# Starting a Khornate Chaos Army



## TwistedDarkness (Jan 1, 2007)

I am planning on starting a Mortal, totally Khornate Chaos Army. I am planning on getting to 2000 points. What should I be buying first? I have the HoC Army Book, and I would like to Include 2 units of Knights of Chaos and a mounted Chaos Lord. Any suggestions for a base army list would be welcome. Thank you.


----------



## SauronsLackey (Dec 31, 2006)

Well it seems you like the cavalry theme. If you're getting knights I would recommend Marauder Horsemen to support them. Or if you would like to be fluffy maybe some flesh hounds.

I personally don't trust knights unless they are chosen with the mark of khorne and Banner of Rage. Otherwise, they're not getting enough attacks. Facing an average infantry unit knights already need 4 kills(3 ranks, 1 outnumber) to equal the combat resolution of the unit they are facing. My Chosen Knights of khorne have won combats where they were engaged in the front, flank, and rear and still came out victorious.

Make sure you screen them though. They tend to be very nice target for the enemy.

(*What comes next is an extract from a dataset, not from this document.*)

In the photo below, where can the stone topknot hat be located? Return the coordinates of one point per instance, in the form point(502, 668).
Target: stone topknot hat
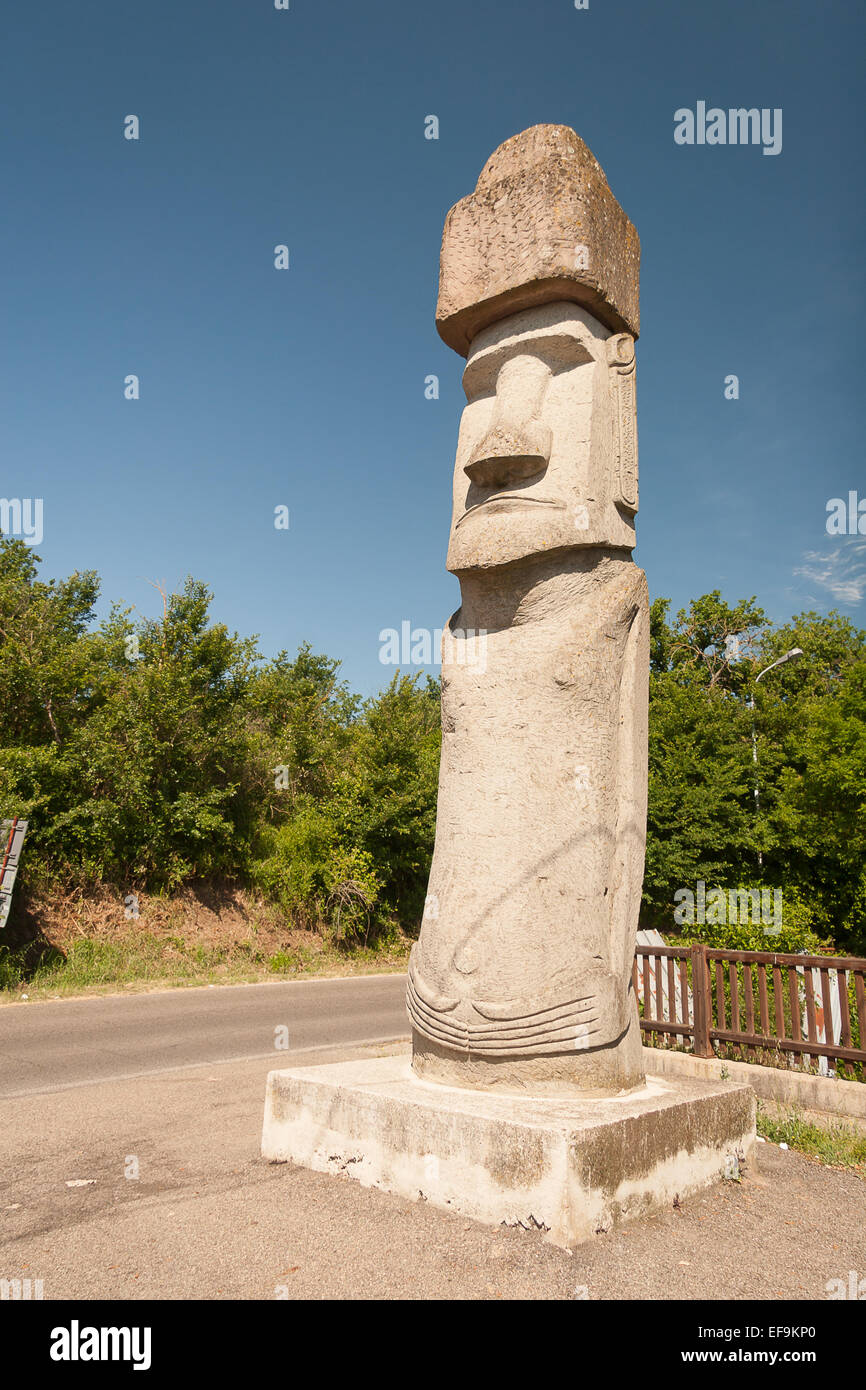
point(541, 225)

Lastly, since most of your points will be used up in the knights, I would probably recommend going with marauders to bulk out the rest of the army.

Eric


----------



## jigplums (Dec 15, 2006)

Chaos hounds are a good unit for bulking out your army a bit, whilst still being very useful foir screening, and cc support for your other units. In smaller games be careful you dont out to many points into things like knights, as they may be hard hitting, but they still die to boltthrowers, cannons, enemy chariot charges etc.


----------



## Lord Sinkoran (Dec 23, 2006)

So you have seen the glory of blood. good for you I have a khorne army almost 3000pts. I've went for the cavelry theme but its quite a challenge to do well with but I seem to do ok with it. A mounted khorne champion is a beast in combat he could take on a unit on himself. Give your general the beserker sword its awesome. 
For a start i would get a box of chaos warriors becaseu its always useful to have infantry and a unit of knights and a hero. This should be about 700-1000pts.


----------